Chicken Caprese Pasta Salad: Fresh, Flavorful & Filling

  • Author: Cindy
  • Prep Time: 10 minutes
  • Cook Time: 35 minutes
  • Total Time: 45 minutes
  • Yield: 4 servings
  • Category: Pasta and Grain Salads
  • Method: Boiling, Roasting, Mixing
  • Cuisine: American

Description

  • Chicken Caprese Pasta Salad delivers tomatoes, basil, chicken, and mozzarella in one easy, satisfying summer bowl. Ready in under 45 minutes.

Ingredients

  • 4 large beefsteak tomatoes (about 3 lb total), 3 grated, 1 chopped

  • 2 cloves garlic, finely grated

  • 1 tablespoon kosher salt, plus more to taste

  • 1 teaspoon granulated sugar

  • 4 tablespoons extra-virgin olive oil, divided

  • 1 pound fusilli pasta

  • 2 boneless, skinless chicken breasts (about 1.5 lb total)

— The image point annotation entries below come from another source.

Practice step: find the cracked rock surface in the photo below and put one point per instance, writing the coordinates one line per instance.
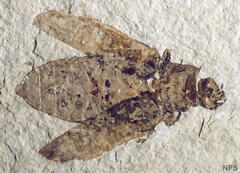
(205, 34)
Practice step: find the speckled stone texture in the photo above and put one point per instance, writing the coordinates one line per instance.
(201, 33)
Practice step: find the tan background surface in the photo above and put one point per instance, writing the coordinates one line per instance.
(203, 33)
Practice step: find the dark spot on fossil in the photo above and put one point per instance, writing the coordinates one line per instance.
(95, 92)
(107, 97)
(64, 103)
(107, 83)
(89, 107)
(78, 104)
(129, 70)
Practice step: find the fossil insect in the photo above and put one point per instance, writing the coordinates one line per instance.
(120, 91)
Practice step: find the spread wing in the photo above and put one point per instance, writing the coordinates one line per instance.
(131, 118)
(76, 89)
(91, 36)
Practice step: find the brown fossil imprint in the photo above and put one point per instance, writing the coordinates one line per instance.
(120, 91)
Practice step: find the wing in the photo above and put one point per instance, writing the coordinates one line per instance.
(76, 89)
(91, 36)
(132, 118)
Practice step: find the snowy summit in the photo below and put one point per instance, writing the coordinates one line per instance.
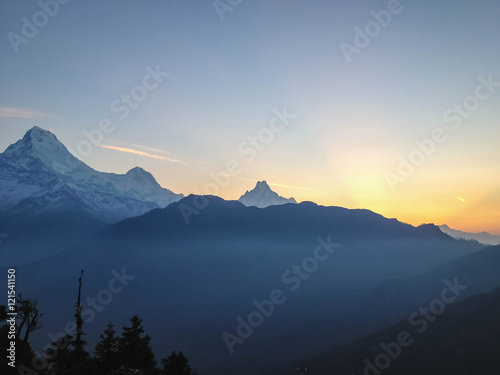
(262, 196)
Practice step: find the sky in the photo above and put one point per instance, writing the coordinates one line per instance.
(384, 105)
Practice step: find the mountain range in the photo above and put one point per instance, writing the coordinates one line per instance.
(38, 175)
(262, 196)
(482, 237)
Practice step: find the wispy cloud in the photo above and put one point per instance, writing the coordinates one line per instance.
(142, 153)
(20, 113)
(288, 186)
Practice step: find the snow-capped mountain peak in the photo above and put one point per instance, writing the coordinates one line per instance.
(43, 145)
(262, 196)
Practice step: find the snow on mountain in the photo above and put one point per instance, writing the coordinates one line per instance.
(262, 196)
(38, 174)
(483, 237)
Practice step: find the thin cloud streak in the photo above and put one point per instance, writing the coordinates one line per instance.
(141, 153)
(12, 112)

  • Freshly ground black pepper, to taste

  • 1 cup balsamic vinegar

  • 3 tablespoons brown sugar

  • 8 ounces mozzarella cheese, torn into bite-size pieces

  • 1/4 cup fresh basil leaves, torn


Instructions

  • Prepare Tomato Base: Place the grated tomatoes in a fine mesh sieve or colander to drain. Transfer to a large mixing bowl and stir in garlic, 1 tablespoon salt, sugar, and 2 tablespoons olive oil. Let this sit and marinate.

  • Cook the Pasta: Boil a large pot of salted water. Cook the fusilli according to package directions until al dente. Drain and return to the pot. Add 1 tablespoon olive oil and toss to coat.

  • Cook the Chicken: Pat the chicken dry and season both sides with salt and pepper. Heat 1 tablespoon olive oil in a skillet over medium-high heat. Sear the chicken for about 2 minutes per side until golden brown. Transfer to a 350°F oven and bake for 15–20 minutes, or until the internal temperature reaches 160°F. Let cool, then cut into bite-size pieces.

  • Make Balsamic Glaze: In a small saucepan, bring the balsamic vinegar and brown sugar to a boil, whisking frequently. Reduce heat and simmer for 12–15 minutes, stirring occasionally, until thick and syrupy.

  • Assemble Salad: Combine the pasta, chopped chicken, and marinated tomato mixture in the pot. Toss everything together.

  • Serve: Spoon the salad into bowls or onto a serving platter. Top with mozzarella, chopped tomatoes, and fresh basil. Drizzle with balsamic glaze just before serving.